We recently demonstrated an interaction of ISWI with DNA close to the point of entry into the nucleosome (21,24). A requirement for a histone component has been deduced from experiments using nucleosome substrates reconstituted from variant, recombinant histones (11). Nucleosomes lacking the histone H4 tails are not recognized by ISWI and, accordingly, are no longer substrates for nucleosome remodeling and mobilization. This requirement for the H4 tail occurs at a step subsequent to the binding of ISWI to the nucleosome (11,15).

The N-termini of histones protrude from the nucleosome particle and are available for contact by other segments of DNA, histones and non-histone proteins (for review see 25,26). Through these interactions they contribute to the folding of the nucleosomal fiber into higher order structures and hence the efficiency of gene transcription (25,27,28). The importance of the N-terminal domains is particularly well documented for the ‘tails’ of H3 and H4: their amino acid sequences are identical in yeast and human, with the exception of one conservative substitution (25).

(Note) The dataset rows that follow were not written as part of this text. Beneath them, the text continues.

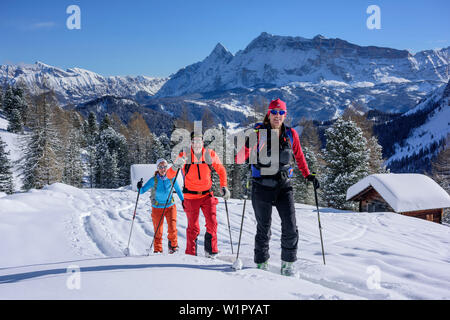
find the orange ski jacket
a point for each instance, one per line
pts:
(198, 181)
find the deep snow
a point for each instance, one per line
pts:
(45, 234)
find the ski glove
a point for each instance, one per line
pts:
(225, 193)
(312, 178)
(179, 163)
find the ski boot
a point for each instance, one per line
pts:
(288, 269)
(172, 249)
(263, 266)
(211, 255)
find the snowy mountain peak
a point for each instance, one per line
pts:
(77, 85)
(276, 61)
(220, 53)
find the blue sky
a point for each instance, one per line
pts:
(156, 38)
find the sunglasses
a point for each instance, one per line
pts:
(275, 112)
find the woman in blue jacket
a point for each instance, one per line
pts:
(161, 186)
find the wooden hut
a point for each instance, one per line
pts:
(414, 195)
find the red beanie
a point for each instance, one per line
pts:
(277, 104)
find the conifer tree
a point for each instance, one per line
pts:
(73, 165)
(111, 147)
(6, 181)
(41, 164)
(90, 140)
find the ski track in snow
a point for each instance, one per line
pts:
(412, 255)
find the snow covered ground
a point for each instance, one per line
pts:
(66, 243)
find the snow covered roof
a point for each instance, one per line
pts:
(404, 192)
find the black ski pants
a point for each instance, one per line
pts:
(263, 198)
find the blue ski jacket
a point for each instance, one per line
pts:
(163, 187)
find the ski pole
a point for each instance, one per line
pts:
(238, 264)
(320, 226)
(229, 228)
(127, 250)
(162, 216)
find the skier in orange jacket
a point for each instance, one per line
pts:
(198, 194)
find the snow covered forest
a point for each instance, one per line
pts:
(59, 145)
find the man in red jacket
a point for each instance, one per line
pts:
(198, 194)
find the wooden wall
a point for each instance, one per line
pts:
(371, 201)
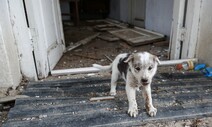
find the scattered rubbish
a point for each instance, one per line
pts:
(11, 98)
(137, 37)
(88, 57)
(106, 27)
(205, 70)
(108, 38)
(91, 74)
(188, 65)
(42, 116)
(82, 42)
(102, 98)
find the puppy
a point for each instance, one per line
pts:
(137, 70)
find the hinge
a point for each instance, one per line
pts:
(182, 34)
(32, 36)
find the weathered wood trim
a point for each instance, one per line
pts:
(93, 69)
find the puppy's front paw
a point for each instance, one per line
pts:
(112, 92)
(152, 112)
(133, 112)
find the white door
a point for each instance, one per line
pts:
(44, 18)
(185, 28)
(137, 12)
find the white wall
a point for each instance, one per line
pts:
(10, 75)
(205, 34)
(159, 16)
(65, 9)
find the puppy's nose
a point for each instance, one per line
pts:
(144, 80)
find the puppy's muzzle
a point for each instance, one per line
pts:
(144, 81)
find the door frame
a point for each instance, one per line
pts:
(38, 34)
(185, 29)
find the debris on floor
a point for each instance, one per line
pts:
(67, 102)
(137, 37)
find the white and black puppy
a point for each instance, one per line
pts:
(137, 70)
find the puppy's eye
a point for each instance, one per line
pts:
(150, 68)
(137, 68)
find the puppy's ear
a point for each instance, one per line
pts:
(129, 58)
(156, 59)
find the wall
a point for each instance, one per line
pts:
(115, 12)
(65, 9)
(10, 75)
(159, 16)
(204, 50)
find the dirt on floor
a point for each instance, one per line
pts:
(100, 51)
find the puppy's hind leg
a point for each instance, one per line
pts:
(114, 78)
(151, 110)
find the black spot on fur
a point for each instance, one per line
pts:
(122, 66)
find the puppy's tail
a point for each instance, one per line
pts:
(103, 68)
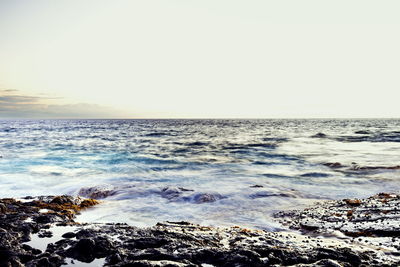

The H3 and H4 ‘tail’ domains are also the target for a large number of post-translational modifications (29,30), which are likely to influence their structure and molecular interactions. For example, acetylation of the N-termini can diminish or enhance the affinity for interacting proteins (31–34). Histone acetylation leads to unfolding of the condensed chromatin fiber and permits transcription (35–38).

Since multiple chromatin regulators are able to interact with the H4 N-terminus, and post-translational modifications of the tail are known to affect these interactions, we wished to further characterize the H4 tail requirement for nucleosome remodeling by ISWI (11). Our analysis highlights the importance of a basic patch, consisting of amino acids R₁₇H₁₈R₁₉ at the emergence of the H4 tail from the compact core, as a major determinant of ISWI recognition. Binding a histone H4 tail peptide to DNA reconstituted this recognition epitope, indicating that the tail peptide is likely to be in contact with DNA under physiological conditions. Acetylation of adjacent lysines modulates the recognition of the nucleosomal substrate by ISWI.

MATERIALS AND METHODS

Histone expression and refolding into octamers

The expression and purification of histones were performed essentially as described by Luger et al. (39). Histones were cloned, expressed individually in pET-3b vectors in BL21 pLysS, and purified from inclusion bodies under denaturing conditions as described (11). Octamers were reconstituted by mixing the relevant histones in the appropriate stoichiometry and refolding by slow removal of the denaturant. Octamers were separated from aggregates and subnucleosomal particles by gel filtration (11).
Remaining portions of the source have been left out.